From first cracking open In the Land of Giants (hopefully coming soon to a Concerning History book club near you), I have been enthralled with what I’ve come to call Max Adams’ Dark Ages Trilogy. Now at last I’ve come to what, for many, is the main event: the cataclysmic clash of cultures—Roman Christian Anglo-Saxon, Irish Christian Celtic and Brythonic, and Pagan Scandinavian—that define the ninth and tenth centuries and the British Isles themselves to this day. Eagerly anticipating Adams’ historical treatment of such oft-tread ground, I dove right in. While I was mostly satisfied by the end, however, as with most endings, I was left wanting just a little bit more.

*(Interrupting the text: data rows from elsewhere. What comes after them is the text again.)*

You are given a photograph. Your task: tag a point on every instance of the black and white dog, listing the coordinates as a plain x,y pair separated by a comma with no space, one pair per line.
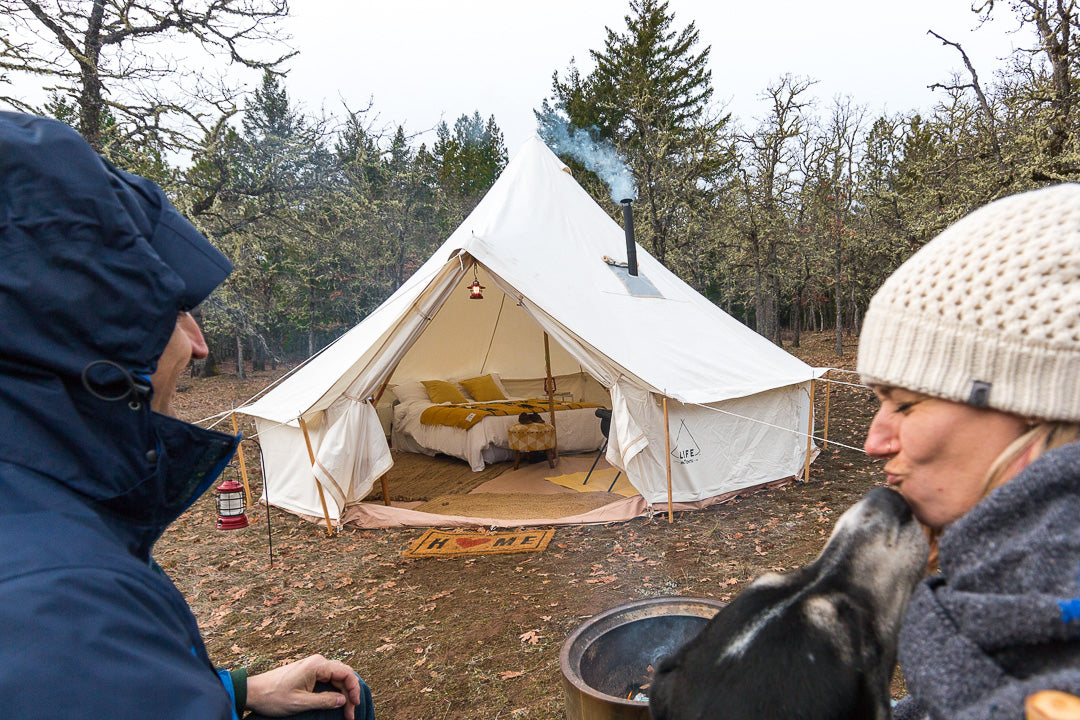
814,643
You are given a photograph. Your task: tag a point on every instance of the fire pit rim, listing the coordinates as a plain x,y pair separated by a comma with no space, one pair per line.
599,624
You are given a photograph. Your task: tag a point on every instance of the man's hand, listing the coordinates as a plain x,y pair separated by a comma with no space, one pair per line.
288,689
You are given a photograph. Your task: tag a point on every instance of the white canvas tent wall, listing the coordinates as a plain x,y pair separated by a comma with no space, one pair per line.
739,406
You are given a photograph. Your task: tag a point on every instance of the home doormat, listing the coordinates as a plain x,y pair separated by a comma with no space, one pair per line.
439,543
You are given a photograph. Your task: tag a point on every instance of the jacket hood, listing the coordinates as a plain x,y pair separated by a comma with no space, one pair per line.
95,263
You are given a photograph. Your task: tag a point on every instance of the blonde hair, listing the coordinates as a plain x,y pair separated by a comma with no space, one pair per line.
1041,436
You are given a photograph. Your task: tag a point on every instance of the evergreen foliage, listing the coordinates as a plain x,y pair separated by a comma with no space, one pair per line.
787,222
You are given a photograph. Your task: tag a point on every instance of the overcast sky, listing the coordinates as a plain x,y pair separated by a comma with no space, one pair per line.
426,60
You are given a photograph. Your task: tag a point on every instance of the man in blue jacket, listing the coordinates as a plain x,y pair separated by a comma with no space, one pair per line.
97,274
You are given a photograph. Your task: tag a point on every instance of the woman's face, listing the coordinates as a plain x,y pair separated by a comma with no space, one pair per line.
937,452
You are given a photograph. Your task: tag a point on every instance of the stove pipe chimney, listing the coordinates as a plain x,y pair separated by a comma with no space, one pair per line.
628,227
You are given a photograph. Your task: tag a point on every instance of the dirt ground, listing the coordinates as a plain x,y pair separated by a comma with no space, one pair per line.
478,637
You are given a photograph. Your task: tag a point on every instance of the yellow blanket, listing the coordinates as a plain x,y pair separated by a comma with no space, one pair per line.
464,416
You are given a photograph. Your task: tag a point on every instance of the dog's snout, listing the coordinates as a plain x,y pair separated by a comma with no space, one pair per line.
890,502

For most, the third and final period of great European migration of the first millennium AD (preceded by the fifth-century movement of Germanic peoples and sixth-century movement of Slavic peoples) is known as the Viking Age, and can probably be summed up in a few sentences. Scandinavian raiders raid coastlines and burn monasteries, and eventually Alfred the Great of Wessex drives them back and unites the kingdom of England. This common perception barely scratches the history of two centuries of warfare and political maneuvering, however. I’ve previously praised the BBC/Netflix adaptation of Bernard Cornwell’s Last Kingdom novels for telling the (modified) tale of the decades and centuries following Alfred’s victory at Ethandon (modern Eddington), and Max Adams brilliantly does the same in his usual immersive prose. From the courtly politics of Wessex, Mercia, and Northumbria to what daily life may have been like in areas of Scandinavian settlement to notions of kingship, war, and statebuilding, Adams comes the closest I’ve yet seen to dropping the reader right into the ninth century British Isles. Be warned, though: as his subtitle suggests, Adams is concerned with the history of these events looking outward from Britain. If you seek a comprehensive history of all Scandinavian movement throughout Europe and the Mediterranean, this is not the book you’re looking for.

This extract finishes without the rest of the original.